Setting Up Self-Hosted Runners in GitHub: A Step-by-Step Guide

Imagine your boss wants you to use Github actions to automate the workflow of the developers. So you find this thing called Github actions and on paper it seems like the perfect solution, so you get working on it and find out that the signal to trigger the job in your pipeline is sent from one of Github’s servers.
Now the problem is that your pipeline servers are locked behind a VPN, but Github always sends the trigger signal from 1 of the 1000 IPs that they own. The self-hosted Github runners come in handy in this situation, after setting up a custom runner in a server that has a whitelisted IP in your pipeline server, you will now be able to access automate the action for your developers to trigger straight from their code base.
The installation of a Github runner can be done at 3 levels:
Enterprise
- These runners can be assigned to all organizations and repositories.
Organization
- These runners can be assigned to all repositories under that organization.
Repository
- Runners that are assigned to a specific repository.
Once the runners have been assigned you can then use labels to choose which job you want running on a specific GH runner
All 3 runners are configured using similar steps, but this guide will focus on installing it at an Organization level.
First you will have to click on the drop down next to your profile picture and go into “Your organizations”

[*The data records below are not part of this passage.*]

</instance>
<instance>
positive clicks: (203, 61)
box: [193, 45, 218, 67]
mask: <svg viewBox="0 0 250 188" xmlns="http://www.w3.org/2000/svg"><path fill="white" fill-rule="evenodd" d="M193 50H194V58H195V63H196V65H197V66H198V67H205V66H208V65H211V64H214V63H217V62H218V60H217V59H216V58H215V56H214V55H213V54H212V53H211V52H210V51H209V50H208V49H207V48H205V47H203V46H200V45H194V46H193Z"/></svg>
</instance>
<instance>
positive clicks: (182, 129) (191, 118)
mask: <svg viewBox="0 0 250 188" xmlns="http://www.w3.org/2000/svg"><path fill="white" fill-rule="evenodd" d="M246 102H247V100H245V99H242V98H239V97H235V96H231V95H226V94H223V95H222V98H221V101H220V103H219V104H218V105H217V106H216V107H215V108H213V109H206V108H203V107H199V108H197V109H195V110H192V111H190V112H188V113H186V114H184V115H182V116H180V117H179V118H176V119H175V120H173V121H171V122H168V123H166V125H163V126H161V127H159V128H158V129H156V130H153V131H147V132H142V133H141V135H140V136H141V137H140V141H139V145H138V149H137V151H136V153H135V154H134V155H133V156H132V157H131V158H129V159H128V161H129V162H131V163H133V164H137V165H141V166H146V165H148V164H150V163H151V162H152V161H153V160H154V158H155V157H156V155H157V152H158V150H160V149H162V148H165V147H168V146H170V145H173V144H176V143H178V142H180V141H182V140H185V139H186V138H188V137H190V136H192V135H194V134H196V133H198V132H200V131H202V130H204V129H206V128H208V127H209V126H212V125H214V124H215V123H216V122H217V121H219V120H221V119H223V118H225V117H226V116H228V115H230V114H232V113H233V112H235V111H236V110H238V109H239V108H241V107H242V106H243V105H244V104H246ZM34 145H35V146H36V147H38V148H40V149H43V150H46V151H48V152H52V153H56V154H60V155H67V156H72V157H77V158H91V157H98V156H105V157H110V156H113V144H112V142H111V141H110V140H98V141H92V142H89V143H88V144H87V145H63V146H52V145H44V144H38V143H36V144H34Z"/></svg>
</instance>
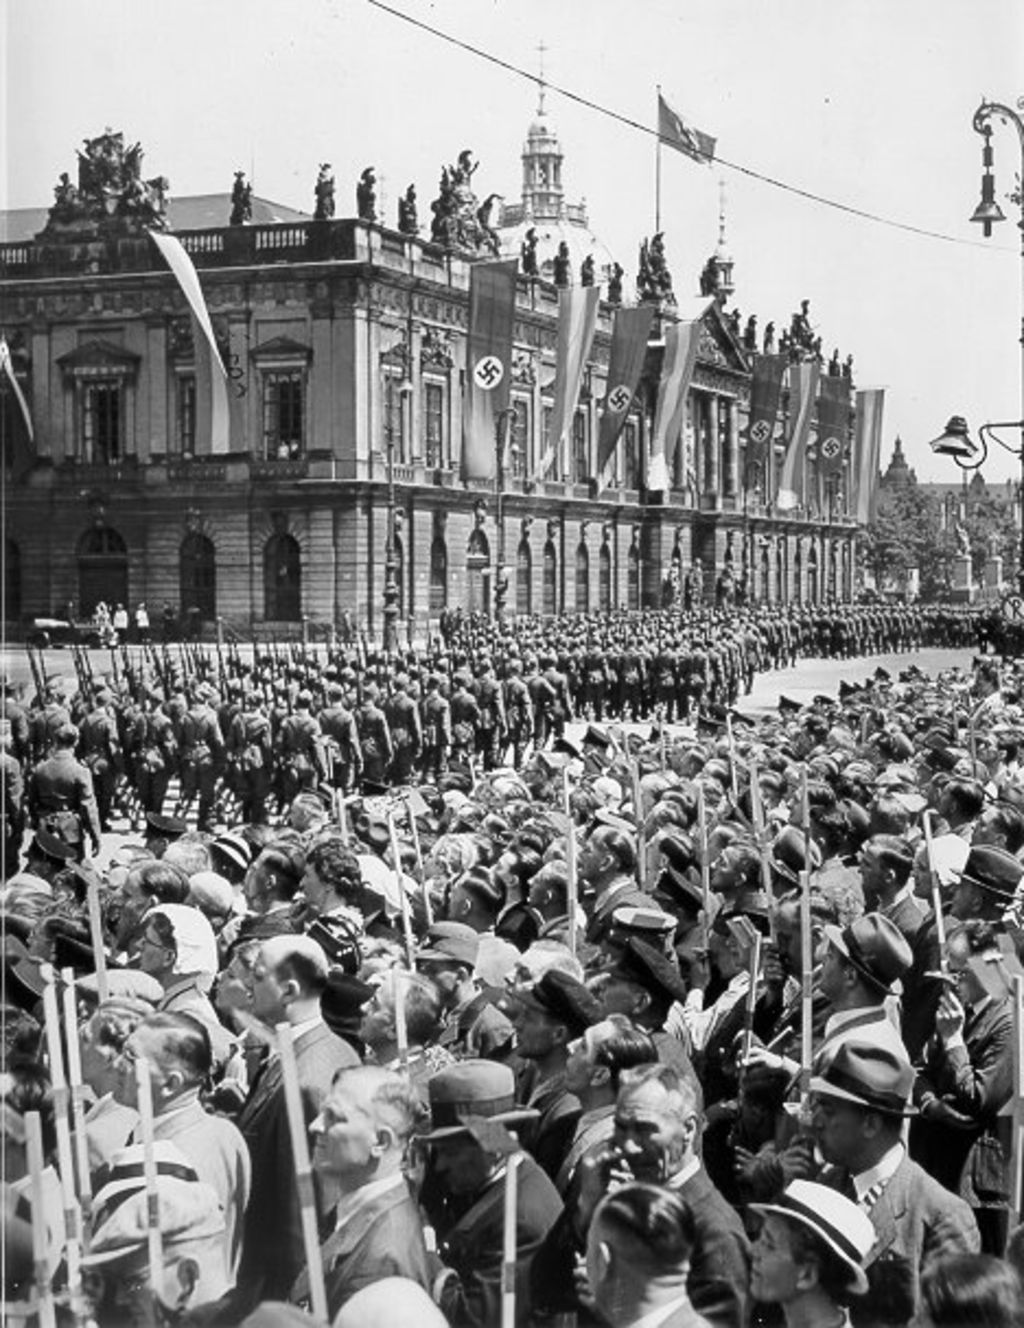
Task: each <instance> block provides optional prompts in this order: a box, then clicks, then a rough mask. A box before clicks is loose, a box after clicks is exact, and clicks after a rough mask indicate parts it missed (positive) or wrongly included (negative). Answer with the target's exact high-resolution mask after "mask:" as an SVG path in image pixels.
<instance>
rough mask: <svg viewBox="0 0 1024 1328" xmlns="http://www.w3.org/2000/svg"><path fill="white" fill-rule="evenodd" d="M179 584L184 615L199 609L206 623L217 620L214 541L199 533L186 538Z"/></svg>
mask: <svg viewBox="0 0 1024 1328" xmlns="http://www.w3.org/2000/svg"><path fill="white" fill-rule="evenodd" d="M178 580H179V586H181V607H182V612H183V614H187V612H189V610H191V608H198V610H199V615H201V618H202V619H203V620H206V622H209V620H211V619H214V618H216V550H215V548H214V542H213V539H207V537H206V535H201V534H198V533H195V534H191V535H186V537H185V539H183V540H182V547H181V552H179V555H178Z"/></svg>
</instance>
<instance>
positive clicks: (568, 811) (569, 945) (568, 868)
mask: <svg viewBox="0 0 1024 1328" xmlns="http://www.w3.org/2000/svg"><path fill="white" fill-rule="evenodd" d="M571 791H572V790H571V785H570V781H568V766H567V765H566V766H562V810H563V811H564V814H566V907H567V910H568V942H567V943H568V952H570V955H572V957H574V959H575V957H576V911H578V907H579V879H578V875H576V831H575V826H574V825H572V802H571Z"/></svg>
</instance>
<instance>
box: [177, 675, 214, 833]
mask: <svg viewBox="0 0 1024 1328" xmlns="http://www.w3.org/2000/svg"><path fill="white" fill-rule="evenodd" d="M214 697H215V692H214V691H213V688H210V687H207V685H206V684H203V683H201V684H199V685H198V687H195V688H194V691H193V704H191V705H190V706H189V709H187V710H186V713H185V717H183V718H182V737H181V758H182V766H181V774H182V802H183V803H189V802H191V801H193V798H194V797H197V794H198V797H199V810H198V822H197V823H198V827H199V830H210V829H211V825H210V815H211V813H213V810H214V794H215V790H216V776H218V770H219V768H220V762H222V761H223V756H224V740H223V734H222V733H220V725H219V724H218V721H216V712H215V710H214V709H213V706H211V704H210V703H211V701H213V700H214Z"/></svg>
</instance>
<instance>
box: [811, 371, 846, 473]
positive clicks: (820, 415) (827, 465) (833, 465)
mask: <svg viewBox="0 0 1024 1328" xmlns="http://www.w3.org/2000/svg"><path fill="white" fill-rule="evenodd" d="M849 424H850V382H849V378H831V377H829V378H822V380H821V396H819V397H818V474H819V475H822V477H823V478H829V477H830V475H837V474H838V473H839V471H841V470H842V463H843V461H845V459H846V432H847V428H849Z"/></svg>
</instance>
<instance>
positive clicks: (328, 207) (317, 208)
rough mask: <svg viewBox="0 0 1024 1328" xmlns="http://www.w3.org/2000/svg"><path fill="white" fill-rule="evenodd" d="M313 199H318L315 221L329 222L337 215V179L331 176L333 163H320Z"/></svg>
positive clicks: (332, 176) (316, 202) (324, 162)
mask: <svg viewBox="0 0 1024 1328" xmlns="http://www.w3.org/2000/svg"><path fill="white" fill-rule="evenodd" d="M313 197H315V199H316V206H315V207H313V220H315V222H329V220H331V218H332V216H333V215H335V177H333V175H332V174H331V162H320V170H319V173H317V175H316V185H315V186H313Z"/></svg>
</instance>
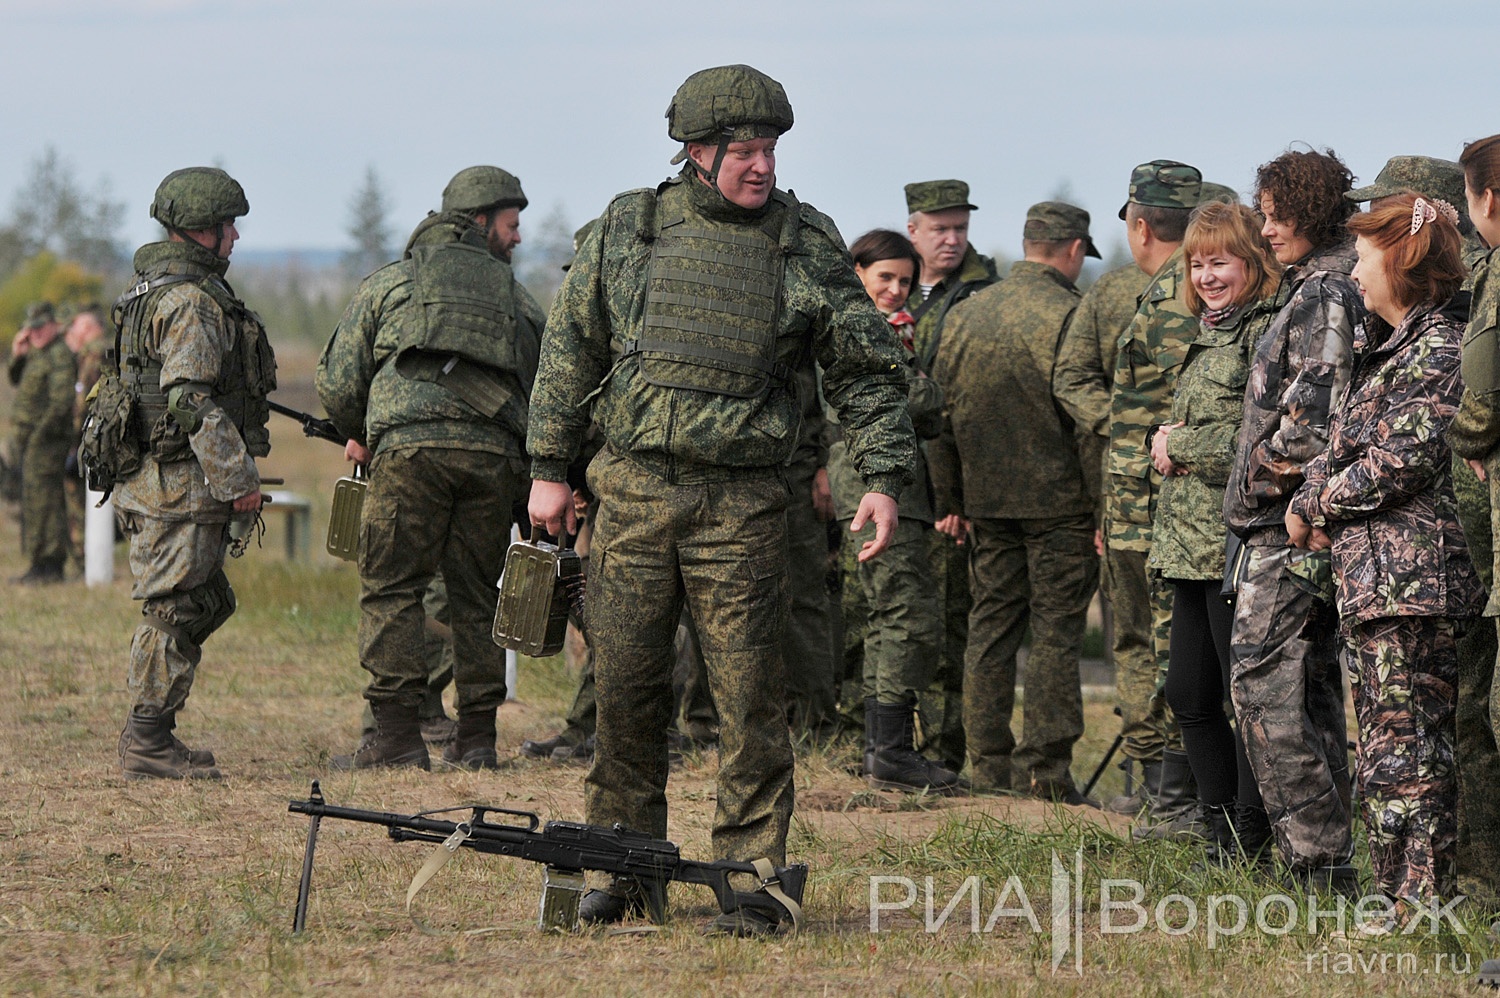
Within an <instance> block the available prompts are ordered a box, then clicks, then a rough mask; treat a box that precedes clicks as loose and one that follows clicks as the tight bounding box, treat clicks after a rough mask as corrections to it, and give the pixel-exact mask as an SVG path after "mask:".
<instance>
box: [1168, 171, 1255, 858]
mask: <svg viewBox="0 0 1500 998" xmlns="http://www.w3.org/2000/svg"><path fill="white" fill-rule="evenodd" d="M1182 251H1184V258H1185V260H1187V261H1188V287H1187V290H1185V291H1184V300H1185V303H1187V305H1188V308H1191V309H1193V311H1194V312H1196V314H1199V317H1200V330H1199V335H1197V339H1194V342H1193V345H1191V347H1190V350H1188V357H1187V362H1185V363H1184V368H1182V372H1181V374H1179V375H1178V387H1176V392H1175V393H1173V399H1172V422H1170V423H1167V425H1163V426H1158V428H1155V429H1154V431H1152V435H1151V453H1152V462H1154V464H1155V467H1157V470H1158V471H1160V473H1161V476H1163V482H1161V495H1160V500H1158V503H1157V513H1155V521H1154V522H1152V548H1151V560H1149V561H1148V567H1149V569H1151V570H1152V572H1155V573H1158V575H1160V576H1161V578H1163V579H1164V581H1167V582H1170V584H1172V588H1173V612H1172V639H1170V651H1169V668H1167V684H1166V693H1167V704H1170V707H1172V711H1173V714H1175V716H1176V719H1178V725H1179V726H1181V729H1182V746H1184V749H1185V750H1187V753H1188V764H1190V765H1191V767H1193V776H1194V779H1196V780H1197V785H1199V798H1200V800H1202V801H1203V806H1205V812H1206V816H1208V824H1209V852H1211V857H1212V858H1215V860H1217V861H1221V863H1223V861H1227V860H1229V858H1230V857H1232V855H1233V854H1235V851H1236V848H1238V845H1239V846H1244V851H1245V854H1250V855H1254V854H1256V852H1259V851H1260V848H1262V846H1263V845H1265V843H1266V840H1268V839H1269V837H1271V825H1269V824H1268V821H1266V810H1265V806H1263V804H1262V801H1260V792H1259V791H1257V789H1256V776H1254V773H1253V771H1251V768H1250V762H1247V759H1245V747H1244V744H1242V743H1241V740H1239V735H1238V734H1236V732H1235V729H1233V728H1232V726H1230V719H1229V716H1227V714H1226V713H1224V701H1226V699H1227V698H1229V665H1230V654H1229V638H1230V629H1232V624H1233V618H1235V611H1233V606H1232V603H1230V602H1227V600H1226V599H1224V597H1223V596H1221V594H1220V590H1221V588H1223V579H1224V540H1226V528H1224V486H1226V483H1227V482H1229V473H1230V464H1232V462H1233V459H1235V440H1236V438H1238V437H1239V426H1241V422H1242V417H1244V410H1245V381H1247V378H1248V375H1250V362H1251V357H1253V356H1254V351H1256V344H1257V342H1259V341H1260V336H1262V333H1265V332H1266V327H1268V326H1269V324H1271V320H1272V317H1275V314H1277V309H1278V308H1280V305H1281V302H1280V300H1278V296H1277V288H1278V287H1280V284H1281V270H1283V267H1281V264H1280V263H1277V257H1275V254H1274V252H1272V251H1271V245H1269V243H1268V242H1266V237H1265V236H1262V234H1260V218H1259V216H1256V213H1254V212H1251V210H1250V209H1248V207H1245V206H1244V204H1223V203H1218V201H1215V203H1211V204H1205V206H1203V207H1200V209H1197V210H1196V212H1194V213H1193V221H1191V222H1190V224H1188V231H1187V236H1185V240H1184V243H1182ZM1236 843H1238V845H1236Z"/></svg>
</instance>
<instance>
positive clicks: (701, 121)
mask: <svg viewBox="0 0 1500 998" xmlns="http://www.w3.org/2000/svg"><path fill="white" fill-rule="evenodd" d="M792 122H793V117H792V102H790V101H787V99H786V89H784V87H781V84H778V83H777V81H775V80H771V78H769V77H766V75H765V74H763V72H760V71H759V69H756V68H753V66H714V68H712V69H700V71H697V72H696V74H693V75H691V77H688V78H687V80H684V81H682V86H681V87H678V89H676V93H675V95H672V104H669V105H667V107H666V134H667V135H670V137H672V138H675V140H676V141H679V143H706V141H709V140H712V141H718V140H720V138H721V137H724V135H726V134H727V140H729V141H730V143H747V141H750V140H751V138H774V137H777V135H780V134H781V132H786V131H790V128H792ZM685 158H687V150H685V149H684V150H681V152H678V155H676V156H675V158H673V159H672V162H675V164H676V162H682V159H685Z"/></svg>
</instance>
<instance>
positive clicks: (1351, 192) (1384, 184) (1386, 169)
mask: <svg viewBox="0 0 1500 998" xmlns="http://www.w3.org/2000/svg"><path fill="white" fill-rule="evenodd" d="M1403 191H1415V192H1418V194H1425V195H1428V197H1431V198H1442V200H1445V201H1448V203H1449V204H1452V206H1454V207H1455V209H1458V210H1460V212H1463V210H1464V168H1463V167H1460V165H1458V164H1455V162H1452V161H1451V159H1434V158H1431V156H1392V158H1391V159H1388V161H1386V165H1385V167H1382V168H1380V173H1379V174H1377V176H1376V182H1374V183H1370V185H1365V186H1364V188H1355V189H1353V191H1346V192H1344V197H1346V198H1349V200H1350V201H1353V203H1356V204H1358V203H1361V201H1374V200H1377V198H1389V197H1391V195H1394V194H1401V192H1403Z"/></svg>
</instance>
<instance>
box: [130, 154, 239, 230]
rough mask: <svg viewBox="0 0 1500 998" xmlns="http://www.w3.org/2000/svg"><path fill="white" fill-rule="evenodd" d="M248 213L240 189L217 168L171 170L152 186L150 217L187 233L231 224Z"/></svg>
mask: <svg viewBox="0 0 1500 998" xmlns="http://www.w3.org/2000/svg"><path fill="white" fill-rule="evenodd" d="M249 212H251V203H249V201H248V200H246V198H245V188H242V186H240V183H239V182H237V180H236V179H234V177H231V176H229V174H226V173H223V171H222V170H219V168H217V167H187V168H186V170H174V171H171V173H169V174H166V176H165V177H163V179H162V182H160V183H159V185H156V197H154V198H151V218H154V219H156V221H157V222H160V224H162V225H165V227H166V228H177V230H184V231H189V233H193V231H199V230H204V228H213V227H214V225H219V224H220V222H233V221H234V219H237V218H245V216H246V215H249Z"/></svg>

Next click on the “Settings” button next to your organization’s name.

Go to “Actions” & “Runners”

Then create a new self-hosted runner.

Next choose your operating system and run the commands that they have displayed within your server that you want to host the runner on.
The following steps are to help you configure a GH runner on a Linux x64 operating system.
Configure Linux User
These commands will be executed assuming you’re running as root.
Create a new user
//This will create a the user runner and set their home directory to their name.
//Replace "runner" with desired username.
adduser -m runner
Create user password
//Replace "runner" with desired username.
passwd runner
Switch to the non-root user
su runner
Install & Run GH Runner
Creates a folder and cd into it
mkdir actions-runner; cd actions-runner
Download the runner package
curl -o actions-runner-linux-x64-2.297.0.tar.gz -L https://github.com/actions/runner/releases/download/v2.297.0/actions-runner-linux-x64-2.297.0.tar.gz
Optional: Validate the hash
echo "eb4e2fa6567d2222686be95ee23210e83fb6356dd0195149f96fd91398323d7f actions-runner-linux-x64-2.297.0.tar.gz" | shasum -a 256 -c
Extract the installer from the .tar file you just downloaded.
tar xzf ./actions-runner-linux-x64-2.297.0.tar.gz
Create the runner and start the configuration
./config.sh --url https://github.com/<YOUR_ORGANIZATION> --token <GITHUB_PROVIDED_TOKEN>
Run it! (This is a manual process and you will have to run this manually each time)
./run.sh
Note that the directory you installed the GH runner will have a svc.sh file this file can be executed to have your GH runner always operating in case of a server restart as well, instead of always having to manually run the ./run.cmd command.
The svc.sh file can only be executed as root user.
su root
Change to your installation directory.
cd /home/runner/actions-runner
Install the service
./svc.sh install
Start your service
./svc.sh start
Now if you go back to your runners tab within your organization in your Github account, you will be able to note that your self-hosted runner is now in idle status. This means that you currently don’t have any actions running, and that your server is listening for any incoming actions.